Psychology DEPartment COMMITMENT TO DIVERSITY, equity and Inclusion
The Department of Psychology at St. Olaf College commits itself to anti-racism, and to action to promote diversity, equity and inclusion based on ethnicity, race, gender, gender expression, or any element of a person’s identity.
The discipline of Psychology and its practitioners have an obligation to deeply consider the ways the human experience has not been equitable and inclusive for Black, Indigenous, People of Color, members of the LGBTQ+ community, and people of all identities, both historically and currently. We acknowledge the historical and current systemic barriers that create and perpetuate these inequalities. We commit to dismantling these barriers in our classrooms and curriculum, as an important step toward challenging these barriers more broadly on campus and in our society.
As a key part of this process, we are open to conversations, suggestions, critique, and complaints about the curriculum and other aspects we are responsible for, and will hold ourselves accountable to document and respond to these. Comments can be sent anonymously to Department Chair, Gary Muir <firstname.lastname@example.org>, using the link here.
HIGHLIGHTING Psychology DEPartment FACULTY ACTIONS CURRENTLY AND FROM THE LAST TWO YEARS TO promote DIVERSITY, equity and Inclusion
- The Psychology Department identified acting on issues of anti-racism as one of the major tasks of our department for 2020-21 in our departmental retreat prior to the semester starting, and in our August meetings. Individual faculty have been participating in anti-racist training, and we have been discussing events the whole department can engage in, some (such as a reading group) with the goal of bringing faculty and students in psychology together around this issue.

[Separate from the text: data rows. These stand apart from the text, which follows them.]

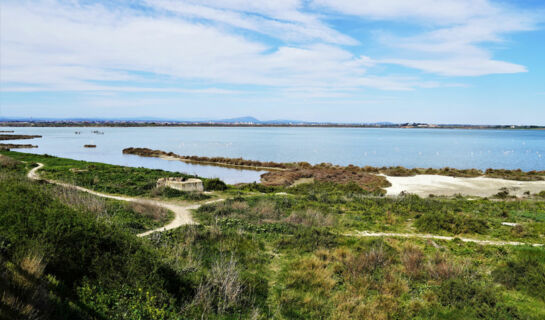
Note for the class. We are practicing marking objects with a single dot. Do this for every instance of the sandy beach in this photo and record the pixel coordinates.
(424, 185)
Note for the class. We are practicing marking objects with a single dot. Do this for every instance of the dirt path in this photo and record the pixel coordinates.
(182, 214)
(431, 236)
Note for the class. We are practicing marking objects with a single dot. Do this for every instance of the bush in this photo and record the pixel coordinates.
(525, 272)
(214, 184)
(453, 223)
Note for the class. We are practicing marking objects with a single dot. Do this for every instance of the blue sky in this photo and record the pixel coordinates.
(447, 61)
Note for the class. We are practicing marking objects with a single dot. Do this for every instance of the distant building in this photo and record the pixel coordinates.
(181, 184)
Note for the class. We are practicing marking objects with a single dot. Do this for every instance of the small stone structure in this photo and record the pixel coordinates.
(181, 184)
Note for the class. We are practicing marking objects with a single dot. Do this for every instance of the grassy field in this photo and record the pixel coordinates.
(266, 252)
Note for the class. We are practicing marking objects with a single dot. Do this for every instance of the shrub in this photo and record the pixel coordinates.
(214, 184)
(453, 223)
(525, 272)
(412, 259)
(310, 218)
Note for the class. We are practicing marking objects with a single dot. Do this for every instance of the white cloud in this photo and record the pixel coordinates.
(459, 31)
(281, 20)
(438, 12)
(66, 46)
(77, 46)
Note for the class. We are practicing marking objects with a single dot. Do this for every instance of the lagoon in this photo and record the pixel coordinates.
(436, 148)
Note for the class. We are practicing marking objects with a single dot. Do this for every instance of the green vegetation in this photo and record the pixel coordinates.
(264, 255)
(109, 178)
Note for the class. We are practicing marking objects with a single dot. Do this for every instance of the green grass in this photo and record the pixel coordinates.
(110, 178)
(266, 256)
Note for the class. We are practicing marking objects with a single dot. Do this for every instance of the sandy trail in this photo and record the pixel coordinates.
(436, 237)
(182, 214)
(183, 217)
(424, 185)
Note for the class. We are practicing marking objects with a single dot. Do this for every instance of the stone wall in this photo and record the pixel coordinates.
(181, 184)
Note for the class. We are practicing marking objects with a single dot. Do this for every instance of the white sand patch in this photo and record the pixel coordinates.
(424, 185)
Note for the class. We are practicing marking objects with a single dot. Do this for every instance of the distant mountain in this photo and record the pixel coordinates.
(246, 119)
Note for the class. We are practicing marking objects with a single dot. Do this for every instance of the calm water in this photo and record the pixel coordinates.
(508, 149)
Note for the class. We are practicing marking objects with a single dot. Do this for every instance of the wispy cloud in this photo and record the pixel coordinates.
(285, 45)
(455, 45)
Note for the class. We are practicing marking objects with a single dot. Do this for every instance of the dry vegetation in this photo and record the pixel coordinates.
(17, 136)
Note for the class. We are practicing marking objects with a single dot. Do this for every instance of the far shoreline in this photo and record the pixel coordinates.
(175, 124)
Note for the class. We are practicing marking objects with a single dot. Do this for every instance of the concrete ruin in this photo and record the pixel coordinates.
(181, 184)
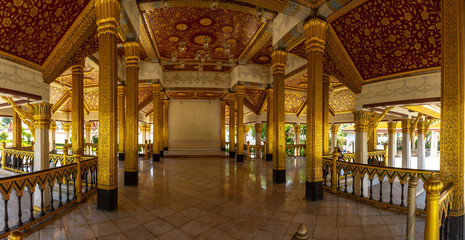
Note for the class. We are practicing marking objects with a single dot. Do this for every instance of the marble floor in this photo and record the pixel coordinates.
(219, 199)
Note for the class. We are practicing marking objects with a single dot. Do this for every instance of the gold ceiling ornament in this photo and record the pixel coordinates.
(26, 116)
(206, 21)
(202, 38)
(181, 27)
(315, 35)
(227, 29)
(374, 121)
(173, 39)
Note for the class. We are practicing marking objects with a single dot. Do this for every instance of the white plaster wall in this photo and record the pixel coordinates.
(194, 124)
(401, 89)
(16, 77)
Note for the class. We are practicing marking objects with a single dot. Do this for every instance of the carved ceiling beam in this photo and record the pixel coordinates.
(61, 101)
(336, 51)
(80, 31)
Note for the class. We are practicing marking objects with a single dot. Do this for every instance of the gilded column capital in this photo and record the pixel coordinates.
(88, 126)
(42, 113)
(121, 90)
(361, 120)
(278, 61)
(53, 126)
(108, 12)
(315, 35)
(421, 126)
(406, 125)
(131, 54)
(392, 126)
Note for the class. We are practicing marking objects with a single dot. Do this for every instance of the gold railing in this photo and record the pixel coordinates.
(255, 152)
(49, 193)
(366, 178)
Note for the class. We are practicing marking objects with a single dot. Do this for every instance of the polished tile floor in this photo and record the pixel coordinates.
(220, 199)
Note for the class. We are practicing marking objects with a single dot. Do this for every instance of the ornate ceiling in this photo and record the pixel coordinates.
(31, 29)
(391, 37)
(193, 24)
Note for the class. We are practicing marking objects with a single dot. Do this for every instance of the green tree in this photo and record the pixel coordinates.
(3, 136)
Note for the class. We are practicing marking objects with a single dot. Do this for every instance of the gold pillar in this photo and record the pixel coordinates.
(88, 128)
(53, 128)
(165, 124)
(258, 134)
(17, 130)
(453, 110)
(108, 12)
(269, 124)
(77, 117)
(315, 35)
(326, 149)
(278, 58)
(130, 140)
(232, 125)
(67, 129)
(160, 119)
(240, 123)
(121, 120)
(223, 125)
(156, 90)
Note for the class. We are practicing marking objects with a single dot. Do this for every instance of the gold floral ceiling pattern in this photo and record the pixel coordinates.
(192, 25)
(31, 29)
(391, 37)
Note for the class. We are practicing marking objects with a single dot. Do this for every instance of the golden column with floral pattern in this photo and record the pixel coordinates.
(77, 115)
(315, 35)
(108, 12)
(156, 90)
(131, 154)
(165, 124)
(269, 124)
(240, 123)
(453, 110)
(223, 125)
(121, 120)
(278, 59)
(161, 120)
(326, 149)
(17, 130)
(232, 125)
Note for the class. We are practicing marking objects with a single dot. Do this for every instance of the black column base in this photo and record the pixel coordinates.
(314, 191)
(131, 178)
(269, 157)
(455, 228)
(279, 175)
(107, 200)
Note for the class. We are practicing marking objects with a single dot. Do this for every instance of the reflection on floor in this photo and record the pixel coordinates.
(220, 199)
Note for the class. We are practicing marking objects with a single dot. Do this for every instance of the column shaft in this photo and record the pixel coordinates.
(315, 35)
(269, 125)
(108, 12)
(232, 125)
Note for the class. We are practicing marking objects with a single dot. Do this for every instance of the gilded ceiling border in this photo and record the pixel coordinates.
(81, 29)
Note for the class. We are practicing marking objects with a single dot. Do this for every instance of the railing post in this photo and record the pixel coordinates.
(411, 206)
(3, 155)
(334, 177)
(15, 235)
(65, 153)
(433, 187)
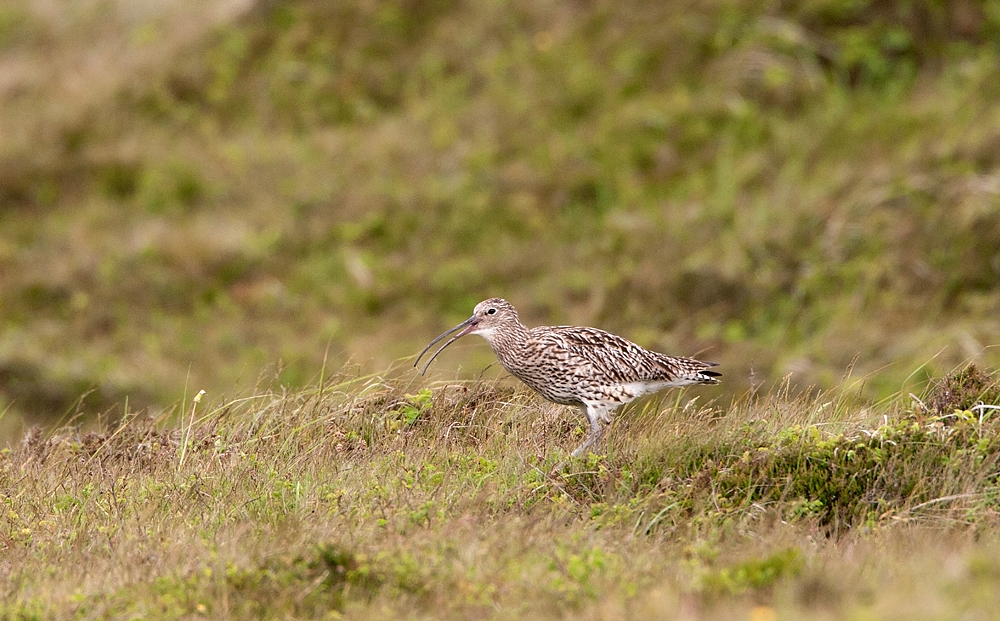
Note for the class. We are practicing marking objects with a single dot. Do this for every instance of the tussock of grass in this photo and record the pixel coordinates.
(200, 188)
(371, 497)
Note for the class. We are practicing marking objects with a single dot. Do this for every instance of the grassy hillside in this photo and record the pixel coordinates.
(196, 194)
(372, 498)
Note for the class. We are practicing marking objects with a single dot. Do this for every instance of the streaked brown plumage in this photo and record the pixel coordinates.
(586, 367)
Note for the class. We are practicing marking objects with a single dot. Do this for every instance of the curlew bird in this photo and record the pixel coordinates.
(586, 367)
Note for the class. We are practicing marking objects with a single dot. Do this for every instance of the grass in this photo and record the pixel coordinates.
(789, 188)
(368, 497)
(198, 195)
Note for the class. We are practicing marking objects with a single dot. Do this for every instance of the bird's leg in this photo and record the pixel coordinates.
(595, 430)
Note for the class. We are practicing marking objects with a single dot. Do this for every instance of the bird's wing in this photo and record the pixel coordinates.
(604, 356)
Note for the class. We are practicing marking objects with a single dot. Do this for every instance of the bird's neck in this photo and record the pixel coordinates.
(507, 340)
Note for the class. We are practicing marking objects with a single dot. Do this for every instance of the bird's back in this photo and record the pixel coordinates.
(569, 364)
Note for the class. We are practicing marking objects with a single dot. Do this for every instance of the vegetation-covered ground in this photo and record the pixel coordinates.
(225, 195)
(367, 498)
(195, 193)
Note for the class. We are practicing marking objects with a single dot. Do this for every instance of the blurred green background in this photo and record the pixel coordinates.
(211, 194)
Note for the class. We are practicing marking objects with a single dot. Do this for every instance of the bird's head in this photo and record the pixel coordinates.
(488, 317)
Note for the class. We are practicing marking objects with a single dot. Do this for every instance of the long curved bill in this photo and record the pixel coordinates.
(469, 325)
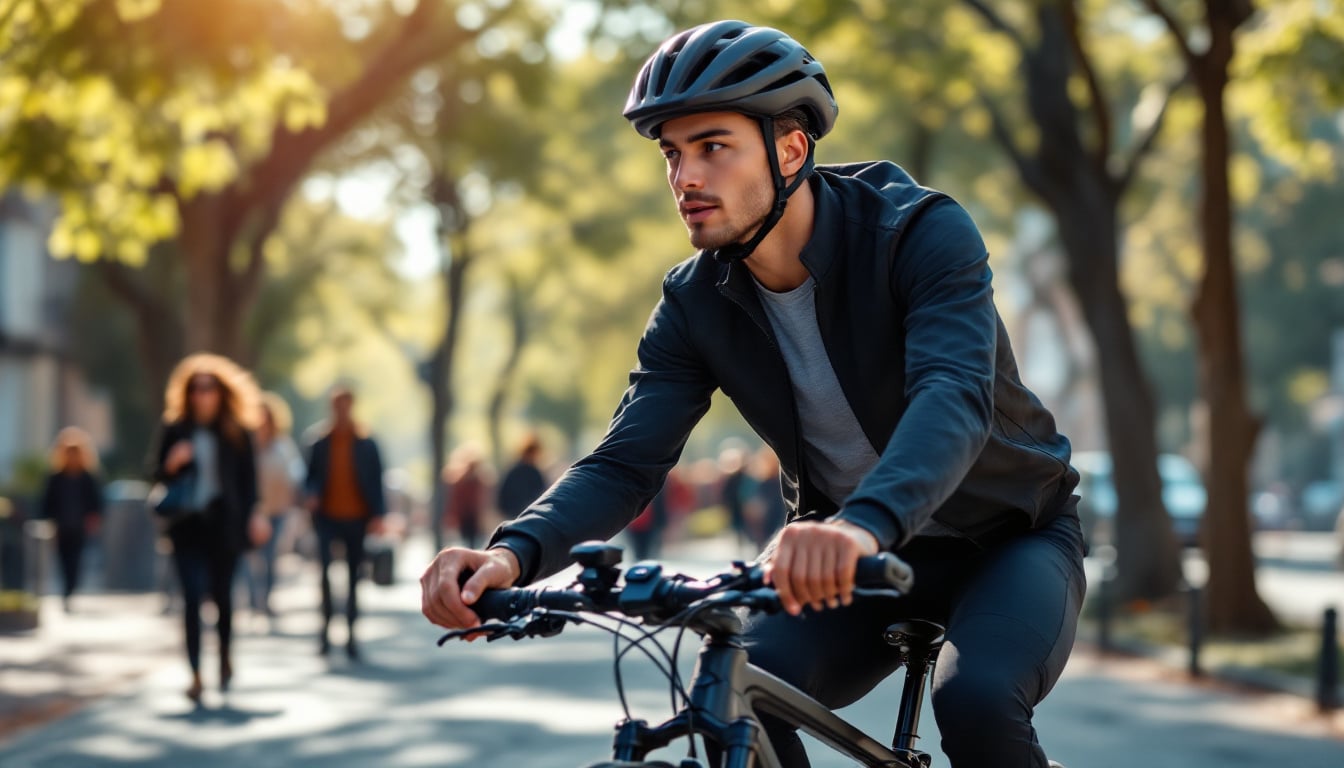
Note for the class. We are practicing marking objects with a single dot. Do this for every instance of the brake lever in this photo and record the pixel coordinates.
(458, 634)
(867, 592)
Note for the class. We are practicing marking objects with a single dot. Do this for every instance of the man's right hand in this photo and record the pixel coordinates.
(446, 605)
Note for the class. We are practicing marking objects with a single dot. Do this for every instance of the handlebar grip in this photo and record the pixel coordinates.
(503, 604)
(883, 572)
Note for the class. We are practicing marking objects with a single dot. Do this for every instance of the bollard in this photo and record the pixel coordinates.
(1105, 596)
(1104, 611)
(1328, 671)
(1196, 631)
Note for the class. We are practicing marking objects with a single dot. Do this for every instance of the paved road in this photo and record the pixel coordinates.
(549, 704)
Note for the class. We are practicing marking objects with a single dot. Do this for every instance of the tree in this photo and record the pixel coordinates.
(191, 124)
(1075, 167)
(1234, 603)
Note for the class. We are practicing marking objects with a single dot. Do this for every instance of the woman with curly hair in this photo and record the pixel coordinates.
(208, 409)
(71, 501)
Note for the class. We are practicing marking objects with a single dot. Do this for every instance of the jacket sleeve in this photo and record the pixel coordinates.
(247, 492)
(316, 468)
(168, 436)
(941, 275)
(93, 491)
(669, 390)
(49, 498)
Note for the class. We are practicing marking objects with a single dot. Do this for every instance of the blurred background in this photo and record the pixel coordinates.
(440, 203)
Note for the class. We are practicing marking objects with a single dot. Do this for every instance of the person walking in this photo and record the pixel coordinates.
(468, 494)
(734, 490)
(71, 499)
(848, 314)
(346, 495)
(523, 482)
(766, 511)
(210, 406)
(280, 476)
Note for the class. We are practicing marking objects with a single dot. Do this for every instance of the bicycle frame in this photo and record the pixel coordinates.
(726, 693)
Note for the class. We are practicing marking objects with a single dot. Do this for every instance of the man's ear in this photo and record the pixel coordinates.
(792, 149)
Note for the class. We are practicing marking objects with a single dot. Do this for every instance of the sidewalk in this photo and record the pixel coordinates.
(542, 704)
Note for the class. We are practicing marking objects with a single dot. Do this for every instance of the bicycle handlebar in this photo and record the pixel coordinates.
(649, 593)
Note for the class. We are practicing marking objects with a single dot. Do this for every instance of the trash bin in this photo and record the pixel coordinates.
(19, 601)
(128, 538)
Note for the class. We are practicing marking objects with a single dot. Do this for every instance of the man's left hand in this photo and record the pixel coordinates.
(813, 564)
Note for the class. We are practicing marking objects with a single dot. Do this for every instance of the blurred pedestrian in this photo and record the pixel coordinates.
(280, 475)
(765, 509)
(523, 483)
(734, 490)
(346, 495)
(468, 494)
(210, 406)
(73, 502)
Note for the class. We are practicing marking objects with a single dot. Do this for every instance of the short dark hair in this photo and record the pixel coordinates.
(789, 121)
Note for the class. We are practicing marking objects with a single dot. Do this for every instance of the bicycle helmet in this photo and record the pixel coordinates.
(730, 66)
(733, 66)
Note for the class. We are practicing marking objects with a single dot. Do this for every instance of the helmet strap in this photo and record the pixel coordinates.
(782, 191)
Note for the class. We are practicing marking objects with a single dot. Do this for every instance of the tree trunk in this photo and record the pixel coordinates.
(1083, 197)
(518, 319)
(159, 328)
(221, 288)
(456, 260)
(1147, 552)
(1233, 600)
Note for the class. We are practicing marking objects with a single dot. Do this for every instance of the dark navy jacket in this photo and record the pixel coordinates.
(906, 312)
(368, 472)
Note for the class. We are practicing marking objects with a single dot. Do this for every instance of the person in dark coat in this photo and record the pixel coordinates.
(523, 482)
(346, 495)
(467, 483)
(73, 502)
(208, 409)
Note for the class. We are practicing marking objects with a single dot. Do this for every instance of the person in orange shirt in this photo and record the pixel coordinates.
(346, 495)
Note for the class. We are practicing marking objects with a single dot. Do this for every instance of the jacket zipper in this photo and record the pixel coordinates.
(793, 401)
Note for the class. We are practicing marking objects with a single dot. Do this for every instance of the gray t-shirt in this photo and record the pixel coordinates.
(204, 448)
(836, 449)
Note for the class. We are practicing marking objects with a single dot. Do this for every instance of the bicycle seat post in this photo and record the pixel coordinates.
(918, 643)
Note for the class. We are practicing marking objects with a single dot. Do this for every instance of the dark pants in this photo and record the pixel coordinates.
(1010, 611)
(204, 562)
(351, 534)
(70, 550)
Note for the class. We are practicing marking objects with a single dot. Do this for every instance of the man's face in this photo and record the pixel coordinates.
(719, 174)
(342, 406)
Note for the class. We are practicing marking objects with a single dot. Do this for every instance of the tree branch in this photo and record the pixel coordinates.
(1100, 106)
(1149, 139)
(996, 22)
(1176, 30)
(290, 155)
(1027, 167)
(127, 288)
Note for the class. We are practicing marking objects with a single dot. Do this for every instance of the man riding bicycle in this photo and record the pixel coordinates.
(848, 314)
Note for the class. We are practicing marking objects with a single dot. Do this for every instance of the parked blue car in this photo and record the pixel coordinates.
(1183, 492)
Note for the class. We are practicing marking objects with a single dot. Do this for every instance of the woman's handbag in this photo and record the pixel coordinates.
(178, 499)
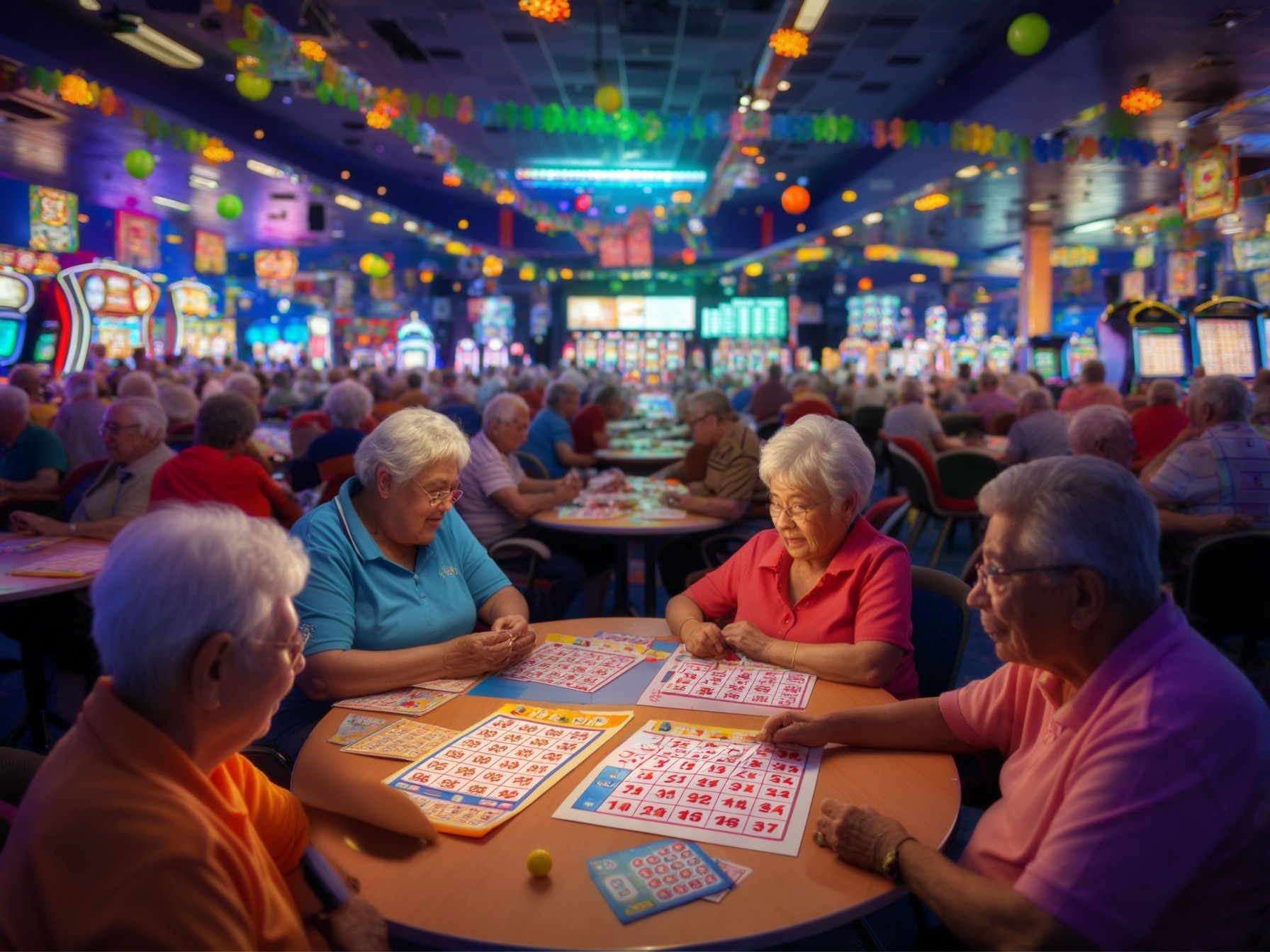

In addition, each of us has renewed our commitment to identifying and enhancing ways our classes support equity and inclusion.
- The department continues our grant-funded initiative, Diversify Psychology (which began in 2018 as a To Include is to Excel project), including reviewing our course offerings and updating course descriptions, syllabi, and class materials, so that our curriculum, teaching practices, and departmental culture are consistent with our goals of diversity, inclusivity, and equity.
- Psychology faculty continue to serve in leadership roles on various committees/groups engaged in college work towards equity and inclusion. For example, Jeremy Loebach served on the Council on Equity and Inclusion and will continue to do so this year. Grace Cho served on the To Include is to Excel (TIITE) advisory group and will continue to do so this year. Gary Muir and Jess Petok have served on the Faculty Life Committee, which has been tasked with addressing issues brought forward by BIPOC faculty colleagues. Carlo Veltri is an associate on a TIITE project to curate anti-racist teaching resources for faculty across campus.
- Our faculty continue to participate in a variety of diversity-related workshops and discussions organized by CILA, the Taylor Center, and TRIO McNair. For example, Jess Benson facilitated a Cultural Conversation on students’ experiences with stereotyping and discrimination, and Jeremy Loebach co-facilitated a disscussion on attending the Academics for Black Survival and Wellness series workshop this summer. Our faculty members serve as mentors and advisors to students from diverse racial, ethnic and socioeconomic backgrounds. For example, nine of our current permanent faculty have worked with and mentored McNair scholars, and continue to do so. Our faculty have also supervised GSEF students and several students’ IS/IR/DUR projects on issues related to culture and diversity.
- We have used our Olaf and Juta Millert Memorial Speaker Series to showcase influential work in psychology, with over a third highlighting researchers who have promoted our understanding of the complex role of culture and diversity in our beliefs, behaviors, and practices. For example, we were delighted to welcome Dr. Claude Steele (Stanford University) to our campus on Oct. 7-8, 2019. Dr. Steele is a prominent social psychologist, best known for his work on stereotype threat and its application to minority student achievement. In addition to an extremely well-attended talk on “Stereotype Threat and Identity Threat: The Science of a Diverse Community”, Dr. Steele met with students and faculty, as well as the Council on Equity and Inclusion and Taylor Center director and staff.
- Our department continues to offer multiple courses that focus on diversity and culture. Some examples include Psych 220/Socioemotional Development in Cultural Context (Cho), Psych 254/Culture and Place in Psychology (McMillan), ID 271/Frontiers in Aging (Petok), and Psych 390/Social-Psychological Issues of Diversity (Benson). Moreover, Dana Gross has developed a new course Psych 232/Gender Equality in Norway to be offered Interim 2021 that will examine topics related to diversity and culture.